On 18.08.24 15:35, Peter Eisentraut wrote:
On 17.08.24 00:01, Thomas Munro wrote:
Hmm. fd.h and fd.c test for F_NOCACHE, which is pretty closely
related. Now I'm wondering why we actually need this in
pg_config_manual.h at all. Who would turn it off at compile time, and
why would they not be satisfied with setting relevant GUCs to 0? Can
we just teach fd.h to define USE_PREFETCH if
defined(POSIX_FADV_WILLNEED) || defined(F_RDADVISE)?
I thought USE_PREFETCH existed so that we don't have the run-time
overhead for all the bookkeeping code if we don't have any OS-level
prefetch support at the end. But it looks like most of that bookkeeping
code is skipped anyway if the *_io_concurrency settings are at 0. So
yes, getting rid of USE_PREFETCH globally would be useful.

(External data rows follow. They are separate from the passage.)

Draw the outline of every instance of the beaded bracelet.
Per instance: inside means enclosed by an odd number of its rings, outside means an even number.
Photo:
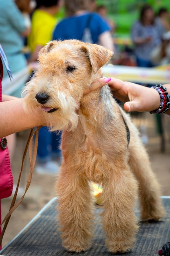
[[[170,105],[170,96],[166,91],[166,88],[163,87],[162,85],[156,85],[152,86],[151,88],[154,88],[158,92],[160,95],[161,102],[159,108],[152,111],[150,111],[150,114],[162,114],[165,113],[168,110]]]

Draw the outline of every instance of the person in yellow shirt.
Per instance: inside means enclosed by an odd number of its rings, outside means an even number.
[[[52,40],[53,31],[58,20],[57,13],[63,0],[36,0],[36,6],[31,16],[31,31],[28,38],[31,51],[29,61],[36,61],[39,52]]]
[[[62,0],[36,0],[36,7],[31,18],[31,31],[28,38],[31,50],[29,62],[37,61],[38,52],[52,38],[56,18],[63,4]],[[35,170],[41,174],[53,174],[57,172],[61,163],[59,148],[61,132],[50,132],[43,126],[39,131],[37,165]]]

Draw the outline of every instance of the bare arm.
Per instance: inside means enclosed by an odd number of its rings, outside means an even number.
[[[11,95],[7,95],[5,94],[2,94],[2,101],[11,101],[12,99],[18,99],[16,97],[11,96]]]
[[[114,43],[112,35],[109,31],[106,31],[99,37],[99,43],[112,52],[115,50]]]
[[[40,125],[46,125],[42,111],[38,107],[31,112],[23,109],[24,99],[0,103],[0,138]]]

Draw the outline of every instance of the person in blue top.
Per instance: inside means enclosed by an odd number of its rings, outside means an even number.
[[[22,52],[24,47],[22,36],[27,36],[31,28],[14,1],[0,0],[0,43],[5,52],[13,76],[26,67],[26,59]],[[8,76],[4,65],[4,78]],[[13,90],[12,96],[20,97],[22,81],[17,90]],[[2,88],[3,86],[2,82]]]
[[[91,1],[65,0],[66,17],[55,27],[53,40],[75,39],[84,41],[84,29],[87,27],[91,34],[91,43],[103,45],[114,51],[110,27],[97,13],[90,11]]]

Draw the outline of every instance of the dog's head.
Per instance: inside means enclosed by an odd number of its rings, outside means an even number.
[[[25,108],[40,107],[51,130],[72,130],[83,91],[102,76],[112,52],[77,40],[53,41],[40,51],[38,68],[24,88]]]

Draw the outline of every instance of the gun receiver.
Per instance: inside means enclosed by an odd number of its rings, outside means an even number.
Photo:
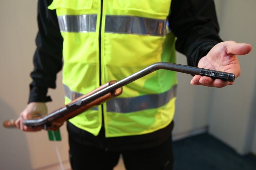
[[[111,98],[117,96],[122,92],[122,87],[159,69],[177,71],[192,75],[200,75],[219,78],[233,82],[235,78],[234,74],[198,67],[164,62],[152,64],[118,81],[112,81],[89,93],[82,96],[50,114],[37,119],[27,120],[24,124],[31,127],[44,127],[47,128],[53,122],[62,123],[86,110],[100,104]],[[6,127],[16,127],[15,121],[5,121]]]

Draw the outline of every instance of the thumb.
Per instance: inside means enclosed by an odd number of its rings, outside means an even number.
[[[252,46],[249,44],[237,43],[234,41],[225,42],[225,47],[227,54],[245,55],[251,50]]]

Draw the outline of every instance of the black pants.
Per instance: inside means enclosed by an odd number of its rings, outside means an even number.
[[[110,151],[88,146],[70,137],[70,157],[74,170],[112,170],[123,156],[127,170],[172,170],[173,158],[171,135],[164,143],[153,147]]]

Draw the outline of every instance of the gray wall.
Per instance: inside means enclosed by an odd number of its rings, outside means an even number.
[[[223,40],[250,43],[253,50],[249,54],[239,57],[242,75],[233,86],[212,89],[210,131],[244,154],[256,145],[255,140],[253,142],[256,128],[256,53],[254,49],[256,45],[256,1],[215,2],[221,28],[220,34]]]
[[[253,22],[256,1],[215,1],[223,38],[250,43],[253,48],[256,44]],[[0,1],[1,121],[17,117],[27,105],[37,30],[36,10],[36,1]],[[240,153],[252,150],[256,153],[255,54],[253,49],[250,54],[240,57],[241,76],[234,86],[223,89],[191,86],[191,76],[178,73],[174,134],[186,133],[209,125],[212,134]],[[186,63],[185,58],[180,54],[178,61]],[[56,90],[49,92],[54,101],[48,104],[49,111],[63,102],[61,73],[58,75],[57,86]],[[65,126],[61,130],[63,141],[58,143],[58,146],[62,159],[67,161],[68,146]],[[48,141],[45,131],[24,133],[0,126],[0,133],[2,168],[29,169],[57,163],[53,144]]]

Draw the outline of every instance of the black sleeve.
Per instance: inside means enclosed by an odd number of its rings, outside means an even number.
[[[56,87],[56,74],[61,69],[63,39],[59,31],[55,10],[47,9],[52,0],[38,1],[38,32],[33,58],[34,68],[31,76],[29,103],[51,101],[48,89]]]
[[[177,37],[176,49],[186,55],[189,65],[197,67],[200,59],[222,42],[213,0],[172,0],[168,19]]]

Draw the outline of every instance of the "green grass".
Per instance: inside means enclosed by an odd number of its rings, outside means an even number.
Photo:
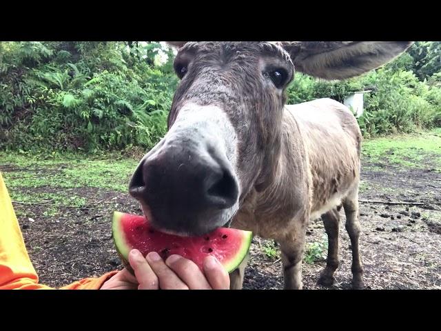
[[[363,157],[371,163],[389,163],[412,168],[429,163],[441,171],[441,128],[413,134],[400,134],[366,140]]]
[[[328,249],[327,237],[323,236],[322,241],[307,243],[303,261],[306,263],[314,264],[319,261],[326,259]],[[267,241],[261,247],[262,252],[268,258],[276,260],[280,257],[280,249],[276,247],[274,241]]]
[[[273,241],[267,241],[262,247],[262,250],[263,253],[269,259],[275,260],[280,257],[280,252]]]
[[[308,243],[303,257],[303,261],[308,264],[314,264],[316,262],[326,259],[328,249],[327,239],[322,241]]]
[[[1,152],[0,160],[0,165],[19,168],[3,172],[6,185],[12,190],[18,188],[90,187],[127,192],[130,176],[139,163],[139,160],[134,159],[116,159],[109,156],[104,159],[81,155],[41,158]],[[74,204],[80,203],[81,200],[73,201]]]

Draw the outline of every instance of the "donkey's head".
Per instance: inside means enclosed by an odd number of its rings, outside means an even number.
[[[409,42],[189,42],[165,137],[130,184],[146,217],[187,235],[228,223],[254,188],[271,183],[280,155],[285,90],[294,69],[326,79],[357,76]]]

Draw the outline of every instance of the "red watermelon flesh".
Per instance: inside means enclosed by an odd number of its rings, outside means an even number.
[[[194,261],[202,270],[205,257],[214,256],[228,272],[234,270],[249,250],[252,233],[219,228],[201,237],[180,237],[153,228],[145,217],[114,212],[112,235],[123,263],[131,270],[128,254],[134,248],[143,256],[156,252],[165,260],[176,254]],[[132,270],[131,270],[132,271]]]

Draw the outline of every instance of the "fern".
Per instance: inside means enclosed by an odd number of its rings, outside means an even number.
[[[66,93],[63,97],[63,106],[66,108],[74,108],[81,103],[81,101],[75,98],[70,93]]]

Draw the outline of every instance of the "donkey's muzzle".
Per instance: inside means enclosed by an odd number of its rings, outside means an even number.
[[[223,212],[236,203],[239,189],[220,150],[216,142],[167,141],[139,164],[130,193],[159,228],[199,235],[223,226]]]

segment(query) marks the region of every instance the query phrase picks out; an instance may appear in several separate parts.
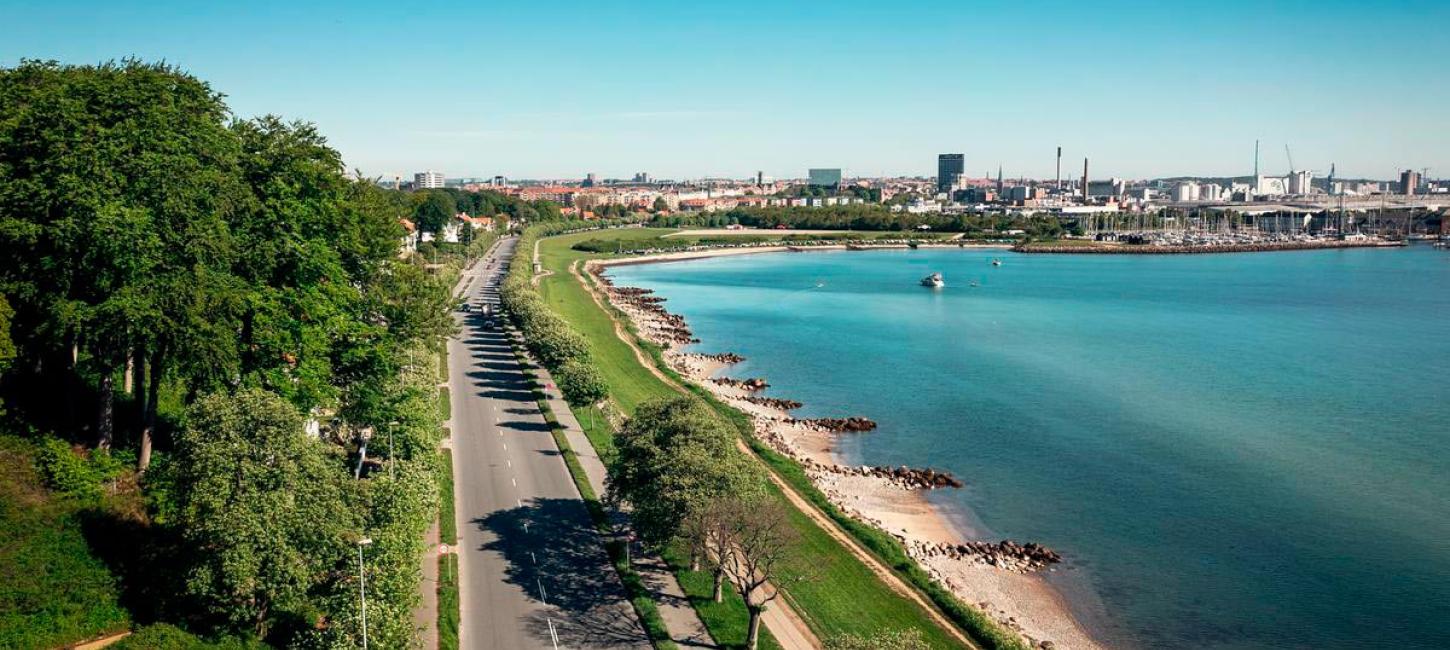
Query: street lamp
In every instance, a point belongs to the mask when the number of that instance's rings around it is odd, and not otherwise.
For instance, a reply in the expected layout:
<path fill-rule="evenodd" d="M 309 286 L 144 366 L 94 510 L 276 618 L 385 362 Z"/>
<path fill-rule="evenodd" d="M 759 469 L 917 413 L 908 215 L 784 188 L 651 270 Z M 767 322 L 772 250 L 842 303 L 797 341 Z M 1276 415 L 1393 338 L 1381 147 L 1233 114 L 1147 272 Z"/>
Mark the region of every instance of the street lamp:
<path fill-rule="evenodd" d="M 362 547 L 371 543 L 371 537 L 358 540 L 358 598 L 362 601 L 362 650 L 367 650 L 367 573 L 362 572 Z"/>
<path fill-rule="evenodd" d="M 393 456 L 393 427 L 397 427 L 396 419 L 387 424 L 387 476 L 397 480 L 397 457 Z"/>

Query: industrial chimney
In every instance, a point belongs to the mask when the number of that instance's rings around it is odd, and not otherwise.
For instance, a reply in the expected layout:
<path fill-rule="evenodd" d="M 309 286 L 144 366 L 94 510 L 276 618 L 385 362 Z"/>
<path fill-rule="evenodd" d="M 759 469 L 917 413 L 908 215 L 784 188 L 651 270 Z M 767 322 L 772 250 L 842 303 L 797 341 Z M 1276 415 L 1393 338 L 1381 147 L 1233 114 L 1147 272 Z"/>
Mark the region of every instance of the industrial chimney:
<path fill-rule="evenodd" d="M 1083 158 L 1083 203 L 1088 203 L 1088 158 Z"/>
<path fill-rule="evenodd" d="M 1063 193 L 1063 148 L 1057 148 L 1057 193 Z"/>

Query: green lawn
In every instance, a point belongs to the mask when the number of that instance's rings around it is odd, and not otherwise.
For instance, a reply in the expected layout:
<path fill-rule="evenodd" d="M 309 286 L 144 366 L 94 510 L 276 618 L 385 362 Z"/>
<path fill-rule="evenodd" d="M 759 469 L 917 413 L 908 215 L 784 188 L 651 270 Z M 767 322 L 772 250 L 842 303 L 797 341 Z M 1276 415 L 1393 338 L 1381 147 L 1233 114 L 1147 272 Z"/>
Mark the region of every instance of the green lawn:
<path fill-rule="evenodd" d="M 0 435 L 0 647 L 46 649 L 130 627 L 84 534 L 88 505 L 49 493 L 35 443 Z"/>
<path fill-rule="evenodd" d="M 438 556 L 438 650 L 458 650 L 458 554 Z"/>
<path fill-rule="evenodd" d="M 671 231 L 579 232 L 542 239 L 539 245 L 544 268 L 554 271 L 541 280 L 539 292 L 557 313 L 589 340 L 593 357 L 609 383 L 610 396 L 625 414 L 631 414 L 647 399 L 673 395 L 676 389 L 641 367 L 629 345 L 615 335 L 609 315 L 599 309 L 586 289 L 568 273 L 570 264 L 577 260 L 608 255 L 574 251 L 570 245 L 590 238 L 645 239 L 668 232 Z M 802 617 L 822 638 L 841 633 L 870 634 L 879 630 L 919 628 L 932 647 L 958 646 L 919 605 L 895 593 L 803 514 L 789 505 L 787 509 L 800 534 L 790 570 L 803 579 L 783 586 Z M 710 620 L 706 618 L 706 622 Z"/>

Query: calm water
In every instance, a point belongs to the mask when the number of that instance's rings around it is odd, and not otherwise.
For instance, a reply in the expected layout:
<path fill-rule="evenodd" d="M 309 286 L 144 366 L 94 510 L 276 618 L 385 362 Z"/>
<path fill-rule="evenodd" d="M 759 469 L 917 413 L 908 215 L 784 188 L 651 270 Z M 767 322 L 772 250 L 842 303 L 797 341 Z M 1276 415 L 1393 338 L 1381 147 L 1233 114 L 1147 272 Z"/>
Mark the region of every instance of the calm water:
<path fill-rule="evenodd" d="M 853 460 L 945 467 L 983 535 L 1063 551 L 1054 582 L 1109 643 L 1450 647 L 1450 252 L 613 273 L 805 416 L 874 418 Z"/>

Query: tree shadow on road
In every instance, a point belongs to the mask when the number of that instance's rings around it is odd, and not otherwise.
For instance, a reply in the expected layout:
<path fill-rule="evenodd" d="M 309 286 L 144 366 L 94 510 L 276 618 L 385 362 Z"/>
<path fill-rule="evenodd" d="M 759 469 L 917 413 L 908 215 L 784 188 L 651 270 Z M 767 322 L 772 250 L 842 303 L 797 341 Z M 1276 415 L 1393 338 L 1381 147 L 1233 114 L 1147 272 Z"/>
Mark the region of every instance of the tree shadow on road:
<path fill-rule="evenodd" d="M 483 550 L 508 561 L 505 580 L 550 605 L 525 622 L 545 647 L 551 621 L 561 647 L 650 646 L 581 501 L 534 499 L 473 524 L 494 535 Z"/>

(I have also thought multiple times about removing the configure
probes for F_FULLFSYNC, and just doing #ifdef. Oh, that's in my patch
for CF #4453.)
Understandable, but we should be careful here that we don't create
setups that can cause bugs like
<https://www.postgresql.org/message-id/48da4a1f-ccd9-4988-9622-24f37b1de...@eisentraut.org>.
I think that's fine. I don't really like the word "prefetch", could
mean many different things. What about "requires OS support for
issuing read-ahead advice", which uses a word that appears in both of
those interfaces?
I like that term.
Here is another patch, with the documentation wording adjusted like
this, and a bit of other tidying.
I opted against pursuing some of the other refactoring ideas as part of
this. Removing USE_PREFETCH seems worthwhile, but has some open
questions. For example, pg_prewarm has a prefetch mode, which currently
errors if there is no prefetch support. So we'd still require some
knowledge outside of fd.c, unless we want to change that behavior. The
idea of creating a src/port/posix_fadvise.c also got a bit too
complicated in terms of how to weave that into configure and meson.
There are apparently various old problems, like old Linux systems with
incompatible declarations, or something like that, and then the special
casing of Solaris (which isn't even in meson.build). If we could get
rid of some of that, then it would be easier to add new behavior there,
otherwise it's just likely to break things. So I'm leaving these as
separate projects.
In terms of $subject, this patch seems sufficient for now.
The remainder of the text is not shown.